Reporter: SS. Kurniawan | Editor: S.S. Kurniawan
KONTAN.CO.ID - MOSCOW. Rusia berencana untuk menguji kapal selam tak berawak berhulu ledak nuklir di perairan Kutub Utara musim gugur ini, satu tahun setelah kecelakaan rudal bertenaga nuklir yang fatal menyebabkan lonjakan radiasi di kota terdekat.
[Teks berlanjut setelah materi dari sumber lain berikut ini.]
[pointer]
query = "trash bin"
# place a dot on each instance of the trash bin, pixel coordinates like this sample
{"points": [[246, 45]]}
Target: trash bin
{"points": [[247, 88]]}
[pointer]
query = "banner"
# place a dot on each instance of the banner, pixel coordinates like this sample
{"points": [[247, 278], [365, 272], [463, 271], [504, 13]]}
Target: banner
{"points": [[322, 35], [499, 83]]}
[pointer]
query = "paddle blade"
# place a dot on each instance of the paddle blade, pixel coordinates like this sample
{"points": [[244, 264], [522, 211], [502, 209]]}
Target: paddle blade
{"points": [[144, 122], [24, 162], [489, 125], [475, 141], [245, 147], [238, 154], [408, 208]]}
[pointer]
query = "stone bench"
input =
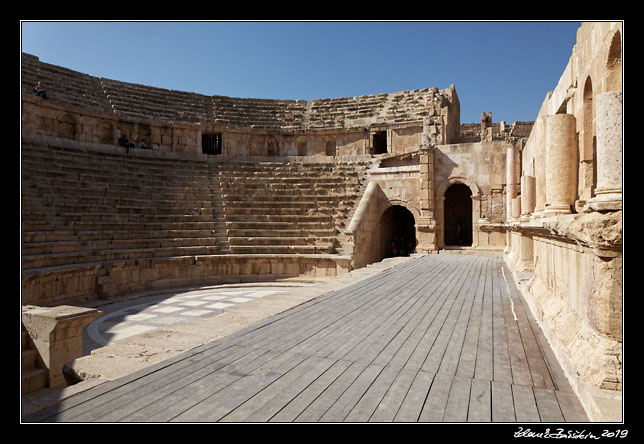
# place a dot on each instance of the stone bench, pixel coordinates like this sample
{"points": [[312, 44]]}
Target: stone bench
{"points": [[57, 335]]}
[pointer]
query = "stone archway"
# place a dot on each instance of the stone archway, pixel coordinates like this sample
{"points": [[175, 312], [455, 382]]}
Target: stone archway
{"points": [[466, 197], [458, 215], [397, 232]]}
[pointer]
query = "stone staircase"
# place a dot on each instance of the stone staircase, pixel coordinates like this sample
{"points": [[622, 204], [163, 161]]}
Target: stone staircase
{"points": [[33, 377], [288, 207]]}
Drone bawah air bernama Poseidon yang bertenaga nuklir akan menjalani uji coba dan meluncur dari kapal selam Belgorod, sumber industri pertahanan Rusia yang tidak disebutkan namanya mengatakan kepada kantor berita RIA Novosti, Selasa (26/5), seperti dilansir Moscow Times.
Rusia membuat drone berbentuk seperti torpedo raksasa untuk membawa hulu ledak nuklir seberat hingga dua megaton. Analis senjata menyebutnya sebagai "senjata nuklir hari kiamat".
Mendapat dukungan reaktor nuklir kecil, Poseidon memiliki jangkauan 10.000 kilometer untuk mengarungi lautan dunia. Meluncur dari Laut Barents atau perairan lain di Kutub Utara, drone bawah air tersebut bisa melintasi Atlantik Utara.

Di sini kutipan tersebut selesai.